Far from helping control DWI rates, a system in Texas that slaps steep surcharges on drunk driving offenders and others, has actually contributed to case backlogs in courts, and more numbers of DWI cases being dismissed. That opinion comes from a former McLennan County district court judge, David Hodges.
David Hodges told the Texas Public Safety Commission this week that the surcharge system had failed to work like it was meant to. Under the system, persons who violate certain driving rules, including drunk driving offenders, are slapped with a DPS surcharge. DWI offenders are, by far, the worst affected by such surcharges. They can expect a surcharge of $1,000 annually for three years for the first conviction, and after that, a surcharge of $2,000 annually in cases, where the BAC level was found to be twice the legally allowed limit.
Many DWI offenders tend to be young students, single parents and other persons who don't earn enough to support such massive surcharges. For these people, the choice is between paying for their daily needs, or paying the surcharge. In fact, a majority of people slapped with a surcharge fail to pay these, in spite of the state establishing collection agencies to collect surcharges. The estimated 1.2 million people who have not paid their surcharges owe the state of Texas more than $1Billion. As a result of not paying the surcharge, these individuals have lost their drivers licenses.

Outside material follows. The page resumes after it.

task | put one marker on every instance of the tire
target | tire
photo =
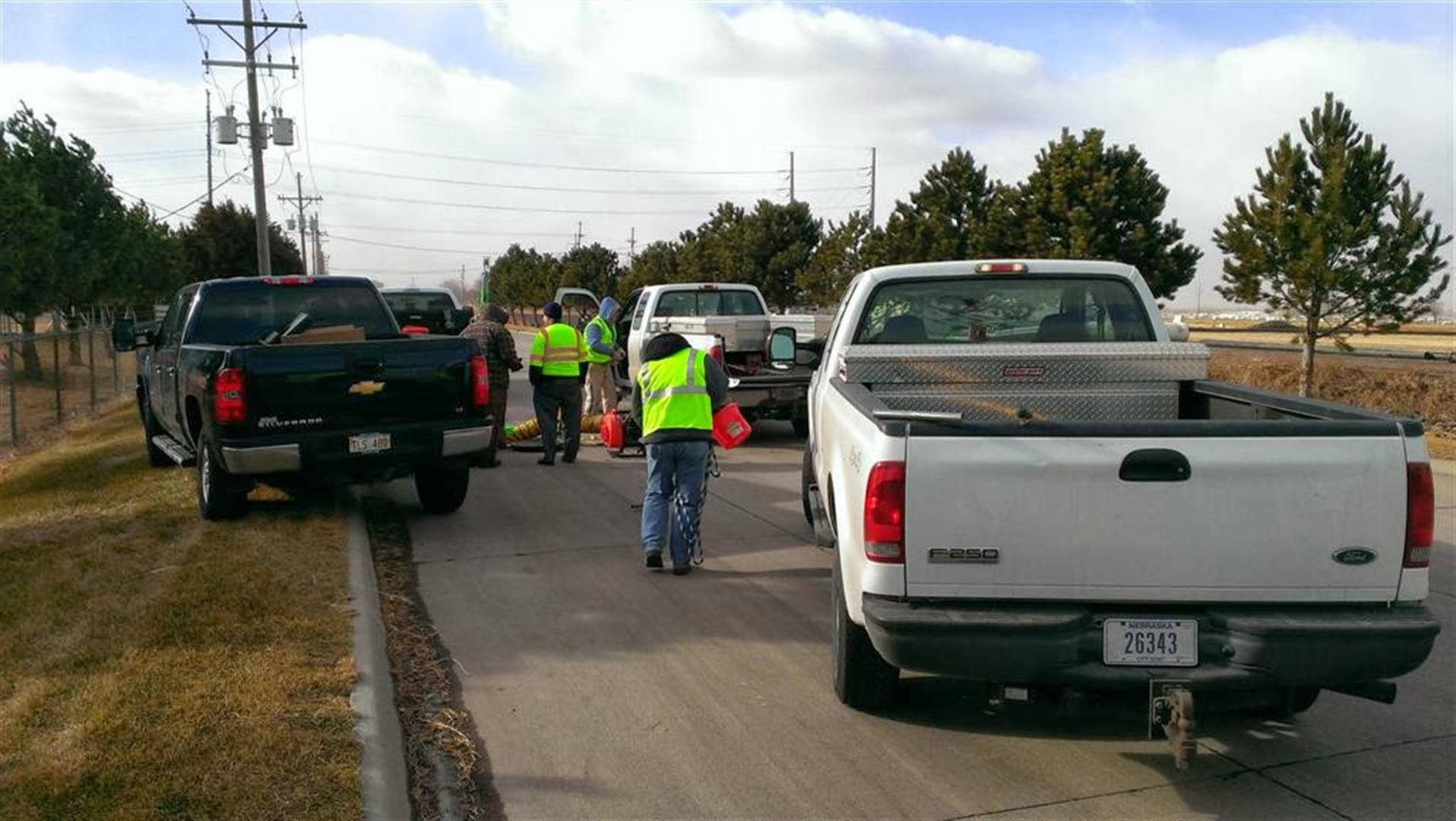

The system was established in order to raise money for important projects, including highway construction and building of new trauma care centers. None of that has happened as planned. Very little money collected from the surcharge system has gone into construction of trauma care centers.
David Hodges is supporting a modification to the system that would allow persons convicted of DUI to have part of the surcharge waived off, in exchange for getting admitted into an alcohol treatment program. As Houston DWI attorneys, we find this option very encouraging. Often, drunk driving offenders could do with a little encouragement getting into a treatment program. Having a big chunk of their surcharge sliced off in return for getting the treatment they need, could work as the incentive the state hopes it will.
In any case, it makes no sense to hang onto a poorly thought-out system that might have had good intentions, but has suffered from poor implementation. As Houston DWI lawyers, we see that most DWI offenders in Texas can't afford to cough up $1,000 or $2,000 every year for several years. It therefore, makes little sense to hold on to the system.